Since starting my exercise/eating plan back in the summer I’ve experienced some pretty wild energetic releases. I’m no stranger to energy/trauma release, but in the past 4 or 5 months it has taken on a very distinct quality. A lot of fear and anxiety and strong body movements, my solar plexus going solid as a rock – it.is.inteeeense. No particular story or memory attached, just full on energy moving. All I can do is trust and surrender to the wisdom of my body.

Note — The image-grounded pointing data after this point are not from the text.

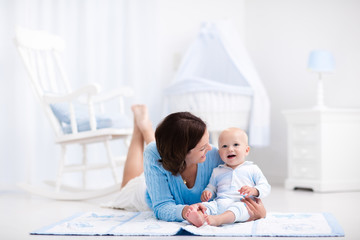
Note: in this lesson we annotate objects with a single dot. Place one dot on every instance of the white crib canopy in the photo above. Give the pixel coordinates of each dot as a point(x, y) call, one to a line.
point(218, 60)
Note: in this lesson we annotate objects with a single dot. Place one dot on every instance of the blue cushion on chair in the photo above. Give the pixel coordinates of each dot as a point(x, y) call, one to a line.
point(62, 113)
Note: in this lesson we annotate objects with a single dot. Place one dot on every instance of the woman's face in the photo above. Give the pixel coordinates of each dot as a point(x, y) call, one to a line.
point(198, 153)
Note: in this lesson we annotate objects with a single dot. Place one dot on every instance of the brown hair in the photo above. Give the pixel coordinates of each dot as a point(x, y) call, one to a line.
point(175, 136)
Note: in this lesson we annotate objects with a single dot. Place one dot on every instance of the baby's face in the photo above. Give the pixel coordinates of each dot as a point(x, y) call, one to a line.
point(233, 147)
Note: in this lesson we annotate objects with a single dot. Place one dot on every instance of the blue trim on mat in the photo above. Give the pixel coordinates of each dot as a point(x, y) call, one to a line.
point(44, 230)
point(127, 220)
point(335, 226)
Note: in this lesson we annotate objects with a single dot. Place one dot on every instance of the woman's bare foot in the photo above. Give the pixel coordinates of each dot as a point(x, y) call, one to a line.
point(195, 217)
point(142, 121)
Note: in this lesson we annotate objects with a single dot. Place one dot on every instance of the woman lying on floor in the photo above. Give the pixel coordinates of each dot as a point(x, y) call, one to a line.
point(169, 175)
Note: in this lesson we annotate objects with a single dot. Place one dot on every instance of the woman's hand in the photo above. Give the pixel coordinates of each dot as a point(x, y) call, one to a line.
point(205, 196)
point(193, 208)
point(255, 208)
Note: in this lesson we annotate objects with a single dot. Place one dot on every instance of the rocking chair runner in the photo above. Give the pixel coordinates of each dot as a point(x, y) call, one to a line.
point(73, 120)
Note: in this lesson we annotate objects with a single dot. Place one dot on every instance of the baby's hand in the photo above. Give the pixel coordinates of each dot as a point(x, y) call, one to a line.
point(205, 196)
point(250, 191)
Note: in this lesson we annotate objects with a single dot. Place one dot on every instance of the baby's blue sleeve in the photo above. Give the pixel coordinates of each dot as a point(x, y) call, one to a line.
point(261, 183)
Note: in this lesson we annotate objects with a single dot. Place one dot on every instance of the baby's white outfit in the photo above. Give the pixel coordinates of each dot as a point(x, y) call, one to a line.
point(226, 182)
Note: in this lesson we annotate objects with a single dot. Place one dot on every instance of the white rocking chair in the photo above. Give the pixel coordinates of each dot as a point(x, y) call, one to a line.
point(73, 120)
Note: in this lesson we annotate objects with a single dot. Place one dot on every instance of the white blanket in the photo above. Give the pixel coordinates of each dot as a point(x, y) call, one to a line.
point(122, 223)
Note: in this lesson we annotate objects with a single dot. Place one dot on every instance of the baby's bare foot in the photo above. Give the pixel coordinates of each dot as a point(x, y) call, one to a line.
point(212, 220)
point(195, 217)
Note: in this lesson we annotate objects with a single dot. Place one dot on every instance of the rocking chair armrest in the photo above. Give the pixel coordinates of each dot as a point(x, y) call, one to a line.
point(90, 90)
point(119, 92)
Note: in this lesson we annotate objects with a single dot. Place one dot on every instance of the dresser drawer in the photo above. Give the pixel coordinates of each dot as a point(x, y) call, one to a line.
point(300, 152)
point(304, 170)
point(304, 133)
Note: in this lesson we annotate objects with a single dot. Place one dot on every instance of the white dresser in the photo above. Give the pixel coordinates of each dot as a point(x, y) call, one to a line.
point(323, 149)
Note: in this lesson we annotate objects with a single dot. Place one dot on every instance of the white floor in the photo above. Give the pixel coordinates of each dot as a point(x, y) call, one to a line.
point(21, 213)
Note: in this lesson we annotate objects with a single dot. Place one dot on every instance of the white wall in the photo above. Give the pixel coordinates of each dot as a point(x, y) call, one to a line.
point(279, 36)
point(178, 23)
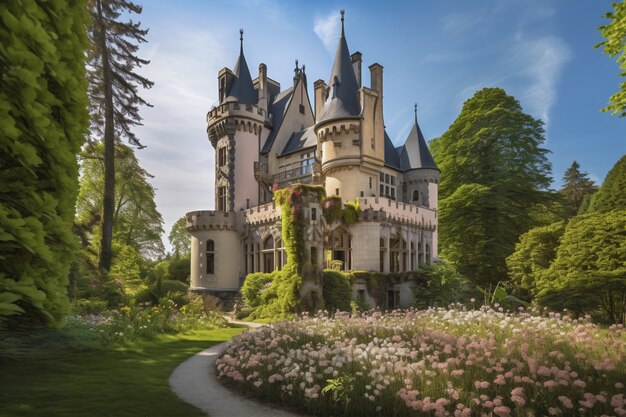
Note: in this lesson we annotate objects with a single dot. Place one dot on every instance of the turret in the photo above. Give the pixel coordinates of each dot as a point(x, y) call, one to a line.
point(422, 176)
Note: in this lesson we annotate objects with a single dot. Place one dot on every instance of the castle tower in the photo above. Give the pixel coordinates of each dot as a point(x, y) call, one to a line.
point(236, 130)
point(338, 125)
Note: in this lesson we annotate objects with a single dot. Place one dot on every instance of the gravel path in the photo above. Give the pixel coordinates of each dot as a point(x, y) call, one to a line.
point(195, 382)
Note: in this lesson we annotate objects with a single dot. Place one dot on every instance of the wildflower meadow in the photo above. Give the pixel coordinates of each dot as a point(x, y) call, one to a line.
point(435, 362)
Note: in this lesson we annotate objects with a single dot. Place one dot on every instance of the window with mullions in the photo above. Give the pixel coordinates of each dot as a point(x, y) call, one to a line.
point(210, 257)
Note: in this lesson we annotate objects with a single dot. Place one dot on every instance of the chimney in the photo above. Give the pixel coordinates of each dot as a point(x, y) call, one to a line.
point(376, 80)
point(320, 97)
point(356, 64)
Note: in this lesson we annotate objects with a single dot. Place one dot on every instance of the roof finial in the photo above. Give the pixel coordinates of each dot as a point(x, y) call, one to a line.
point(342, 11)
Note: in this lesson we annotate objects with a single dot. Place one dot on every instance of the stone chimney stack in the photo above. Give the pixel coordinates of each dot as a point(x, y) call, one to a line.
point(320, 97)
point(356, 64)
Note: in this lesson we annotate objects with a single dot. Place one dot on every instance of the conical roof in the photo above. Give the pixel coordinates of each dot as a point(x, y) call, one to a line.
point(343, 100)
point(241, 88)
point(417, 150)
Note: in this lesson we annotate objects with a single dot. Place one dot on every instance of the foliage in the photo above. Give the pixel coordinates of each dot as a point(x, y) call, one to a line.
point(337, 291)
point(136, 218)
point(438, 284)
point(494, 174)
point(433, 362)
point(174, 290)
point(576, 187)
point(43, 120)
point(533, 255)
point(282, 298)
point(179, 238)
point(83, 378)
point(615, 46)
point(114, 95)
point(256, 288)
point(589, 271)
point(611, 195)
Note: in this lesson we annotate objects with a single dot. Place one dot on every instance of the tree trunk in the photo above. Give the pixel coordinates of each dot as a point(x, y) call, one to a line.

The massage I had this morning with Anja was like 6 months of talking therapy in 90 minutes. There were very specific areas of my body that needed to release, huge amounts of energy coming from my womb and lower back, shaking my body and letting go of the build up of gunk I’ve been carrying.

I was held with such warmth, tenderness, grace and trust as I lay naked with my hand on my heart and tears streaming down my face. The body holds the score. And there was also playfulness and lightness, laughter, aliveness and sensuality. Anja reminding me of my vitality alongside the complexity of being in this human body. All whilst being held in prayer, by the feminine, by a friend.

I’ve been sleeping pretty much all day as my body recalibrates, cancelled my ecstatic dance and am splodged out in the lounge. Being human – what a ride. I’m looking forward to booking in with Anja again, feels like some important deep healing I’m attending to.